Nos últimos anos, o grupo tem partido de Lajeosa do Dão a 7 de outubro, para chegar a Fátima no dia 10. São quatro dias de caminhada, com tempo para “meditar e refletir, rezar, cantar, rir e chorar”, sempre “com a casa às costas, como um caracol”.

“O essencial é levar roupa, medicamentos, lanterna, colete refletor, calçado suplente e linha e agulha para rebentar as bolhas nos pés”, aponta Ana no relato que faz da intensa aventura: “Vamos de mochila às costas, sem carros de apoio. Caminhamos até sítios onde podemos fazer refeições e dormir. Durante o dia, vamos ligando para residenciais ou hotéis e fazendo as reservas, mas também passamos algumas noites em habitações de apoio aos peregrinos ou casas de particulares, a quem damos uma pequena contribuição pela hospitalidade”.

"Ninguém fica para trás.

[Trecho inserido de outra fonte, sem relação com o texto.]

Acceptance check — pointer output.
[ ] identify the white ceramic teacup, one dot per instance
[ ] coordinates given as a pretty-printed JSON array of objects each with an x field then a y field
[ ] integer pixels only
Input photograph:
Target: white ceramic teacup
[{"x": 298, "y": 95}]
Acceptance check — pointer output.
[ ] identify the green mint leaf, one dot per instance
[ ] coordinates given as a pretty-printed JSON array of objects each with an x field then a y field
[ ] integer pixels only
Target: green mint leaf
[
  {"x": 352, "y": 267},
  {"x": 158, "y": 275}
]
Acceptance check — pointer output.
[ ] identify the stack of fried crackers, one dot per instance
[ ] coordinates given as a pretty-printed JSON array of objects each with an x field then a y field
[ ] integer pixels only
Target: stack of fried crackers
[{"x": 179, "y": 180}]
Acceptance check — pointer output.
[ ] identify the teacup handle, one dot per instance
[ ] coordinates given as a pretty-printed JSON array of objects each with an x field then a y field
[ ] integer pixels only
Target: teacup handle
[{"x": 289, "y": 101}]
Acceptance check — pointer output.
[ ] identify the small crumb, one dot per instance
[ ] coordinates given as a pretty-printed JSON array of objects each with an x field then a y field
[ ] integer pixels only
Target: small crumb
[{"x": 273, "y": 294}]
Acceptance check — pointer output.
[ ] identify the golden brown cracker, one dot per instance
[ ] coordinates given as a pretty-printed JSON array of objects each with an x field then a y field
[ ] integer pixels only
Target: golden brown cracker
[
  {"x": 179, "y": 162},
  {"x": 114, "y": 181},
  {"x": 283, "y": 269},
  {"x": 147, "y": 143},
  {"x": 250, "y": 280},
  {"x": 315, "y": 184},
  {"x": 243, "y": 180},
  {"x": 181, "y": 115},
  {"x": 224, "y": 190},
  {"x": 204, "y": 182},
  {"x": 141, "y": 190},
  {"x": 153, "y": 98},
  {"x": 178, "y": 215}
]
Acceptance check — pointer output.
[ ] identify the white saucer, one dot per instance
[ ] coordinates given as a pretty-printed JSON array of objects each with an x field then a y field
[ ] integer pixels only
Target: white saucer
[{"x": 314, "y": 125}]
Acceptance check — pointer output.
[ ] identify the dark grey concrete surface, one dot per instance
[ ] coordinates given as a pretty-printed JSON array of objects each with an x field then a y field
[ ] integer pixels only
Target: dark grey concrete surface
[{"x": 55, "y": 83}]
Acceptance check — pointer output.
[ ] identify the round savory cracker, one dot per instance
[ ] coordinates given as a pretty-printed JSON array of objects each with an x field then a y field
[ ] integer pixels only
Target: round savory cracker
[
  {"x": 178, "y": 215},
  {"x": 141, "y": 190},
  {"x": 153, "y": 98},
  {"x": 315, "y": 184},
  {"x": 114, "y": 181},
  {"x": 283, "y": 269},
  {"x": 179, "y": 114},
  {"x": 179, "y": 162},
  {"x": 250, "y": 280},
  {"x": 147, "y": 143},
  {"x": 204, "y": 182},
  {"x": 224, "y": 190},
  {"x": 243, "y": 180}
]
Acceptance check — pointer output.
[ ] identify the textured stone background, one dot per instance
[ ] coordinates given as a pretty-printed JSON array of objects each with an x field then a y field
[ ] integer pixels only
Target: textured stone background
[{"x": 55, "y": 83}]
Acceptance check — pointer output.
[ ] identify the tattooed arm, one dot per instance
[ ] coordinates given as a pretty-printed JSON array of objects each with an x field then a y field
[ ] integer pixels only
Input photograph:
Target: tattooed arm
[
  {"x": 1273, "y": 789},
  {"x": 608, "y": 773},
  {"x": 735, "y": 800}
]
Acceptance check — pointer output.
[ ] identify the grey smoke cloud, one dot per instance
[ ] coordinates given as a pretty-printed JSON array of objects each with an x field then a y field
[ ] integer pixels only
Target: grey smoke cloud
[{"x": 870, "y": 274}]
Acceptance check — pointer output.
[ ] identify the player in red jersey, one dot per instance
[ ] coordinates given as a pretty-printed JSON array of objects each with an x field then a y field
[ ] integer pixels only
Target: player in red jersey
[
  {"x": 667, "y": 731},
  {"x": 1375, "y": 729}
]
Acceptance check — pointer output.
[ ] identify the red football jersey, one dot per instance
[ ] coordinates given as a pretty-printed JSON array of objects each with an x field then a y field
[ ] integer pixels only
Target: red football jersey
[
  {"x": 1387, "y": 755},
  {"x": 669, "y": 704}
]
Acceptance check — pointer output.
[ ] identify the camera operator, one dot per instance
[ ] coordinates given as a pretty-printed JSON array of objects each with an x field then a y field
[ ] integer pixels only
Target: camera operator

Todos juntos somos um"

Entre peregrinos prevalece o lema ‘Ninguém desiste e ninguém fica para trás’. É assim para Ana e Glória, mas é assim também para Graça Viana, que cumpriu esta sexta-feira o sexto dia de peregrinação inserida num grupo de 43 pessoas que passará em Fátima o 13 de maio.

“O espírito do grupo é o espírito cristão: apoiar e não deixar ninguém para trás”, aponta a peregrina de 45 anos, natural de Pinhal Novo, no distrito de Setúbal, que aproveitou o centenário das aparições de Fátima para “cumprir um objetivo de vida e concretizar um sonho dos pais”.

“É a primeira vez que faço peregrinação. Sou devota de Nossa Senhora de Fátima e considero que é um caminho para a luz”, explica, adiantando que “a vinda do Papa Francisco não foi a motivação do grupo”.

“Sou escuteira e as caminhadas fazem parte do nosso trabalho ao longo do ano. Muitos dos meus colegas vão há alguns anos. Mesmo para quem está habituado, custa. Mas seguimos uma regra que nunca se quebra: um guia vai à frente com uma cruz e outro responsável vai atrás com uma bandeira. Os peregrinos vão todos entre a cruz e a bandeira, ninguém fica para trás, todos juntos somos um. E levamos sempre uma enfermeira”, contou Graça ao Notícias ao Minuto no dia em cumpriu metade da caminhada.

Enfermeira, é precisamente a profissão de Paula Parente, que conta com 10 peregrinações no currículo. “Há alguns anos, esperava pelas férias de verão para recarregar baterias. Agora, espero por outubro, pela peregrinação”, conta, relatando uma experiência que, admite, “não se faz com uma perna às costas”.

“Como sou enfermeira, tenho de tratar dos pés de toda a gente: furar bolhas, fazer pensos, almofadas as bolhas”, indica. Os passos que dá para percorrer os quase 200 quilómetros requerem alguns cuidados e fazem temer pela segurança.

“Gostava de poder ir ver o Papa Francisco, mas nos moldes em que nós vamos não é viável. As residenciais e hotéis estão lotados. Há muita gente e demasiada confusão”, justifica Paula.

“Há muita gente que, por muito que queira, não vai conseguir ver o Papa Francisco pessoalmente. Acabamos por não estar lá com a mesma concentração e tememos pela nossa segurança tendo em conta os ataques que estão a acontecer na Europa. Não podemos pensar que só acontece aos outros”, complementa Teresa Querido, peregrina do mesmo grupo oriundo do distrito de Viseu.